*翔平side**
はぁ…。勢い余って場所移動してきたけど、
特に行く場所ないんだよねぇ〜…
「誰かいないか…」
(え、まじかよ…)
少し離れたところには、"あいつ"の姿が。
(今から試合か…)
俺はあいつのプレー姿に釘付けなことに気づく。
「俺なんであいつのこと好きになったんだろうな…」
卓球をしてる姿も好きだった。
友達と楽しそうに話してる姿も。
悔しがって泣いているところも。
友達のことも、まるで自分の事のようにしていたことも。
全部ひっくるめて、俺は"滝口茉侑架"が好きだった。
あいつは試合相手に容赦せず、見事圧勝。
「自分の事分析してプレーしてるんだろうな。

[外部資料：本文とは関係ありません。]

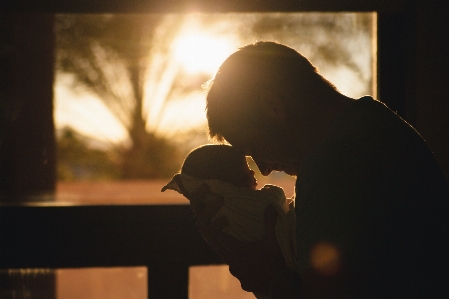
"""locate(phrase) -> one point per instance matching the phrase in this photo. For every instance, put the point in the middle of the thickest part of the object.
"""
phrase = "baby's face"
(245, 177)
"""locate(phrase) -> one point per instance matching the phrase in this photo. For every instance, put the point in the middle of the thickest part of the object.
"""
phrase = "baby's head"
(219, 162)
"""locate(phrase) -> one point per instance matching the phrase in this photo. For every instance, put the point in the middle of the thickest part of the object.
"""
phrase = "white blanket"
(245, 211)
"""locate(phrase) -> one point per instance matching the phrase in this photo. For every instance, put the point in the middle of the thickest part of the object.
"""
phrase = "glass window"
(128, 99)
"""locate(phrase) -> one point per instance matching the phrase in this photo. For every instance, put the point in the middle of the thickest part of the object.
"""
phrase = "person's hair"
(213, 161)
(232, 94)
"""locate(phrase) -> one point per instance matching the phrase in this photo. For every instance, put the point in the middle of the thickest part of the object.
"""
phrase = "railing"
(162, 238)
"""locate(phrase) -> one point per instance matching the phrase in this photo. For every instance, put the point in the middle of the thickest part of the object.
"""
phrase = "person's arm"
(259, 267)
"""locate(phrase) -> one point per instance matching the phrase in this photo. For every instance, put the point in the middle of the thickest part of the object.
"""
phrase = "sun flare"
(201, 52)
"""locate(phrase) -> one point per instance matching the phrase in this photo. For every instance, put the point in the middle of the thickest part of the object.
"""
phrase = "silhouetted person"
(227, 174)
(371, 201)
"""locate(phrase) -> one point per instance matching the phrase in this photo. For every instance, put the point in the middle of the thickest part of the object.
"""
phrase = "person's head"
(256, 97)
(219, 162)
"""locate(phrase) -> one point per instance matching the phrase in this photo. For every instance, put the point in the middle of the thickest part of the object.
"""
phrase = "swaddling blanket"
(245, 211)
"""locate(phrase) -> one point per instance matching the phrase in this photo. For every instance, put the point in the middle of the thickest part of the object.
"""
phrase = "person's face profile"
(245, 176)
(265, 151)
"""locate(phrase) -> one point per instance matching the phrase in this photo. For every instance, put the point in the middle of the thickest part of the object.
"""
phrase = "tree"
(76, 160)
(109, 56)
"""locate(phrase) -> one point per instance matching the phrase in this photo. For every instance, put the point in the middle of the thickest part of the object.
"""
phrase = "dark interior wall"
(432, 77)
(27, 144)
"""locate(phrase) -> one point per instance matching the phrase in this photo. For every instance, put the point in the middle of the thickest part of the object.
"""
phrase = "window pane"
(128, 99)
(215, 282)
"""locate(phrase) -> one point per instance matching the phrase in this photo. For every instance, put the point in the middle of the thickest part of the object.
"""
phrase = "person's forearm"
(286, 286)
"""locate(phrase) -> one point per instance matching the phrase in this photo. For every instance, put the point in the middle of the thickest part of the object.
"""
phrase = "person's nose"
(264, 168)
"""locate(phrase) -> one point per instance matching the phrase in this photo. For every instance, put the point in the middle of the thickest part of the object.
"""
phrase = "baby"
(227, 173)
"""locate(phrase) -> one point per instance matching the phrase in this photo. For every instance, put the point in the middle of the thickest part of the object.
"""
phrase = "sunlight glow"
(200, 52)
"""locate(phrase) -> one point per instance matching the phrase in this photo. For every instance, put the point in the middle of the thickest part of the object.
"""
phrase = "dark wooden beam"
(100, 236)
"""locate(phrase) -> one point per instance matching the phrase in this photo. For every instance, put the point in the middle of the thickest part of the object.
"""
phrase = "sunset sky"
(197, 48)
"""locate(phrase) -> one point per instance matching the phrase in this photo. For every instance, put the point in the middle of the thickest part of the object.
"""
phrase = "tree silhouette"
(109, 56)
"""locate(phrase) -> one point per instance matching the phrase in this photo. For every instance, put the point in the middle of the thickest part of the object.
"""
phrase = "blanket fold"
(245, 211)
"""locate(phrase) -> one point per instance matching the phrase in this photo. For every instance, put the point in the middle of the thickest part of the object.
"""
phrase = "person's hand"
(258, 266)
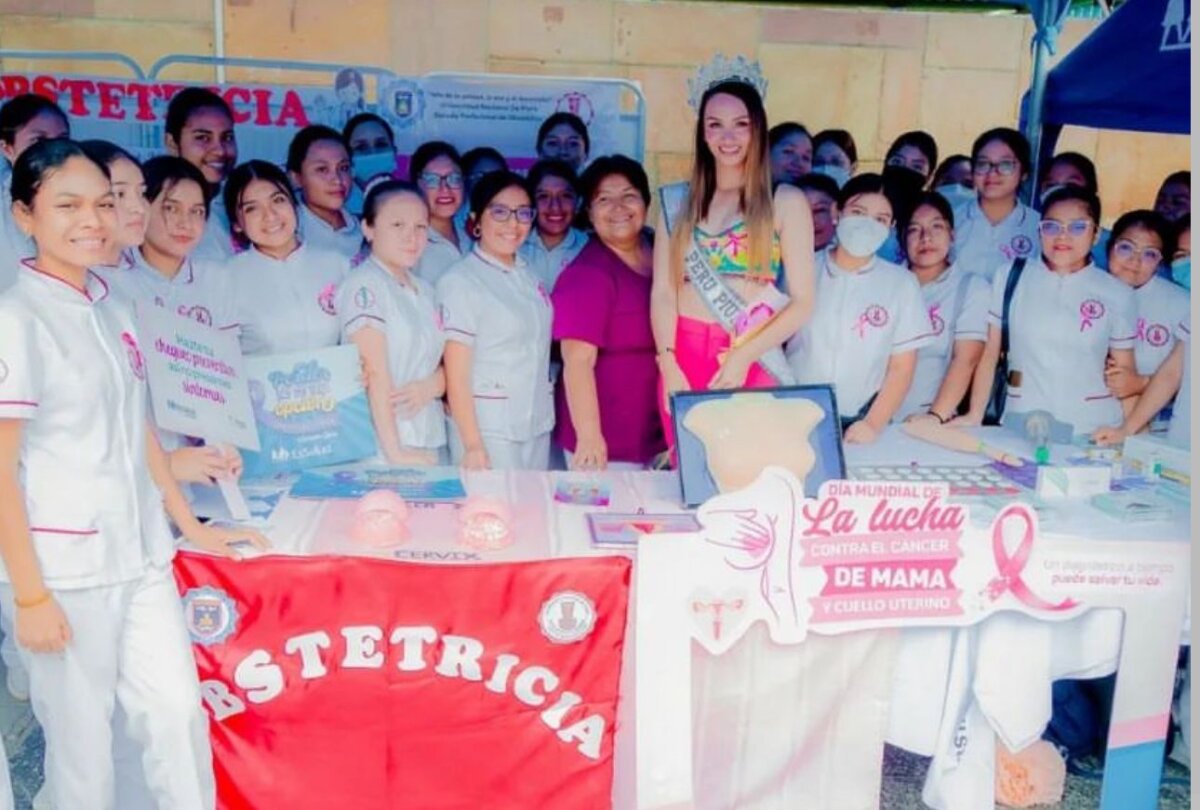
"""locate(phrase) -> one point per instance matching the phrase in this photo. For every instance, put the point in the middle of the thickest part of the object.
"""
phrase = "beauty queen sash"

」
正直に、あいつは頭の回転がいいのだと思った。
《天賦の才》とかいうやつかな。
あ、またみすず達と話してる…。
(可愛いな…)
あー、ダメダメ。集中しろ、俺。
今はあくまでも教師、顧問もいう立場なのだから。
「「先生!」」
(ん、みすずとりさか?)
「どうした?」
俺は振り返った。
それが、どうなるかも知らずに。